Min-Max feature scaling¶

The min-max-normalization is a special case of the weight-transformation after Klovan & Imbrie, 1971: $$w_i=\frac{x_i-a}{b-a}$$ The min-max normalization is given by $a=min(x) \land b=max(x)$. It transfom $x\in[min(x),max(x)]_\mathbb R \to w\in [0,1]_\mathbb R$.

Further variation of the weight transformation is provided by Miesch,1981.

If centering the feature space at 0 is desired, the akin Mean-Normalization can be applied:

$$x'=\frac{x-\bar x}{max(x)-min(x)}$$$$x\in[min(x),max(x)]_\mathbb R \to x'\in [-1,1]_\mathbb R$$

or the median normalization: $$x'=\frac{x-median(x)}{max(x)-min(x)}$$ with a similar resultig feature scale.

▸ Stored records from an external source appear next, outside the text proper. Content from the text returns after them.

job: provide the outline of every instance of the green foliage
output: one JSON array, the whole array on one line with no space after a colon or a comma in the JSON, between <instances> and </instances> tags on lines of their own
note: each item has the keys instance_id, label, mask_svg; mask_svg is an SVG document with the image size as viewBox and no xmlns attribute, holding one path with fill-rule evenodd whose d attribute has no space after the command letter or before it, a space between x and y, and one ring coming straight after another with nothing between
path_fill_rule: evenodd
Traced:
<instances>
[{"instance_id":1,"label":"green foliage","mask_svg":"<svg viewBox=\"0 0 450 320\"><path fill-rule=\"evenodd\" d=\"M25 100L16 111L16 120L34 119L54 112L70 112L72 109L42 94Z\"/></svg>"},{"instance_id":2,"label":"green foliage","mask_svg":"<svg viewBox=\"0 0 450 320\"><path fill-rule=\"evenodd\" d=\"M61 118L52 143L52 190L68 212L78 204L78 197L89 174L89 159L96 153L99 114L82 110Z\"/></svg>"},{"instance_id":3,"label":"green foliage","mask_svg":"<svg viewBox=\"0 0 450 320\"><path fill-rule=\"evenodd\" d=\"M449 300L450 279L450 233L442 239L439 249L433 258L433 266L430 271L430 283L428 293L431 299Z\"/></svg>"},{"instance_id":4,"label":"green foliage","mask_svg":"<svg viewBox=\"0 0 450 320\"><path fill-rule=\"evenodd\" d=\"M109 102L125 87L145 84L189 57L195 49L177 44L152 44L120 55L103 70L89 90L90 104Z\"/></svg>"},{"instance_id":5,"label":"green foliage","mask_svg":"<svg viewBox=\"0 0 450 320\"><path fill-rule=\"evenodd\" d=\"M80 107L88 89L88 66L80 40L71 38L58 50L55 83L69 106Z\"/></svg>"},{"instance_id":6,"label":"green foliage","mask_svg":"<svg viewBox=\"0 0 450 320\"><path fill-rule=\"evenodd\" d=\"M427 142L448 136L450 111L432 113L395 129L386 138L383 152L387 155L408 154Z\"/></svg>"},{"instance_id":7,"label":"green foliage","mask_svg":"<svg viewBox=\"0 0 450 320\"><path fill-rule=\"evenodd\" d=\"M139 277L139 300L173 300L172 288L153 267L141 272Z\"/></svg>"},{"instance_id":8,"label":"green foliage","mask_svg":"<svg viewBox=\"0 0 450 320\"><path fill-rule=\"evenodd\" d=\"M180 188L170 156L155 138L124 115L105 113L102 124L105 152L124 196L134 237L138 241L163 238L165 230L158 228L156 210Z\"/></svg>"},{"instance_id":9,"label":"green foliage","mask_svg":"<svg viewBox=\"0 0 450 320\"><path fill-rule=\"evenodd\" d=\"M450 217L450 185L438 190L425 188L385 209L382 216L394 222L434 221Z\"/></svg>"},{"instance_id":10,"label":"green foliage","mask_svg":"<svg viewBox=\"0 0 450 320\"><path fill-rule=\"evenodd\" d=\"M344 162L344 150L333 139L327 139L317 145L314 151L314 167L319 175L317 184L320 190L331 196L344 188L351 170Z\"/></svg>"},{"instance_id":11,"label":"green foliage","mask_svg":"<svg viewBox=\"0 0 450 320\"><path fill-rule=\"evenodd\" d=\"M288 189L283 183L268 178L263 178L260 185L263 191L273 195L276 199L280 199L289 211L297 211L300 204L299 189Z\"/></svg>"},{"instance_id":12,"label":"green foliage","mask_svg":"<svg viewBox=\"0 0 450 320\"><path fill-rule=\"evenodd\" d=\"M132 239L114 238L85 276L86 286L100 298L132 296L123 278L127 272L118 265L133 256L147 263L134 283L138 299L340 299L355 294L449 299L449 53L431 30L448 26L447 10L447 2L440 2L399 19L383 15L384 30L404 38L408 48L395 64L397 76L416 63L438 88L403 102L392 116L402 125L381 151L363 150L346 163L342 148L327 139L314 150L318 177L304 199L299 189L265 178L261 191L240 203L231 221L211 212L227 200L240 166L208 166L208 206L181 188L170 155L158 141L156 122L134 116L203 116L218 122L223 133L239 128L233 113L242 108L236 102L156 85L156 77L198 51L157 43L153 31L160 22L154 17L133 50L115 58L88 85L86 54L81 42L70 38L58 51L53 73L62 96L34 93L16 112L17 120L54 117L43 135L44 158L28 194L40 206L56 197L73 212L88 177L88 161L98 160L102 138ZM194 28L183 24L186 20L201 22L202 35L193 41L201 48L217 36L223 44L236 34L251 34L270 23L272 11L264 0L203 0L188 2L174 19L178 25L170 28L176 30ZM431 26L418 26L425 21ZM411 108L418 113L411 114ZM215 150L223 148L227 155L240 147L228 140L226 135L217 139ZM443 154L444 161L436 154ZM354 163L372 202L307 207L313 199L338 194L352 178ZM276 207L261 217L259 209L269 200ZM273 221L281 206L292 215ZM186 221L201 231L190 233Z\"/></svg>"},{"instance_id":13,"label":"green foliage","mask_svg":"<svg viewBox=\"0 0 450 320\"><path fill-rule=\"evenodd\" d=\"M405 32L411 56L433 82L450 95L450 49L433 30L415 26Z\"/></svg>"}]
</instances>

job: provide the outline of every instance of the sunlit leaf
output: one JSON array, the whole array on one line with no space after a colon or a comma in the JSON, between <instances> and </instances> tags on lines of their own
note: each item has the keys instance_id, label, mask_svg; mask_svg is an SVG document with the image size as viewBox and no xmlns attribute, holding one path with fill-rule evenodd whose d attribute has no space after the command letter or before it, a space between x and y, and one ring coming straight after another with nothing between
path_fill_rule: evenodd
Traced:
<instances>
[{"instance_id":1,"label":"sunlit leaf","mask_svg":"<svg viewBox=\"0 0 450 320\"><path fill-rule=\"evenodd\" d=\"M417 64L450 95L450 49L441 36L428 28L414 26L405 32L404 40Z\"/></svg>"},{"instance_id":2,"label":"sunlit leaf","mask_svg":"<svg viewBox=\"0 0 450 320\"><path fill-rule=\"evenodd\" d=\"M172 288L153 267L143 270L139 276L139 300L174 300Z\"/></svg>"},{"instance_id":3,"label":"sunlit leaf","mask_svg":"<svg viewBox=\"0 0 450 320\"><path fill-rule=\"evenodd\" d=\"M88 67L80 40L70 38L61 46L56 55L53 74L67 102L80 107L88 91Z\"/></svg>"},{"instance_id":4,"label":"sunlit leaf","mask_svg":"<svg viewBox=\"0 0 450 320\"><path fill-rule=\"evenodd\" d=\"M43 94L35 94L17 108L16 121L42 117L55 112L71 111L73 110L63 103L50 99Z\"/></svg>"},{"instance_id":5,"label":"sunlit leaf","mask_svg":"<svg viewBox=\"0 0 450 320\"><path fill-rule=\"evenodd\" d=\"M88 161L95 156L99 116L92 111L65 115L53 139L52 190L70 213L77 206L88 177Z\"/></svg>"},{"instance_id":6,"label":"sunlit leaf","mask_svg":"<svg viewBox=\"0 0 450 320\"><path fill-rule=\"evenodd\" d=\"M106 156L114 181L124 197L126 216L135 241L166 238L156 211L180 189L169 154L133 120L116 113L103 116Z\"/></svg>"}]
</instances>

Changing the range against the inter-quartile-range leads to the median-quartile normalization:

$$x'= \frac{x-Q_{50}}{Q_{75}-Q_{25}}$$

However, many more linear scaling appraoches are recommended for different sample distribution and approaches, but none of them can solve challenges as non-normality, missing Euclidian properties, non-linear measures and other.

In most cases our real world data has to be treated by non-linaer transformation in order to may apply appropriate statistical methods for meaningful results.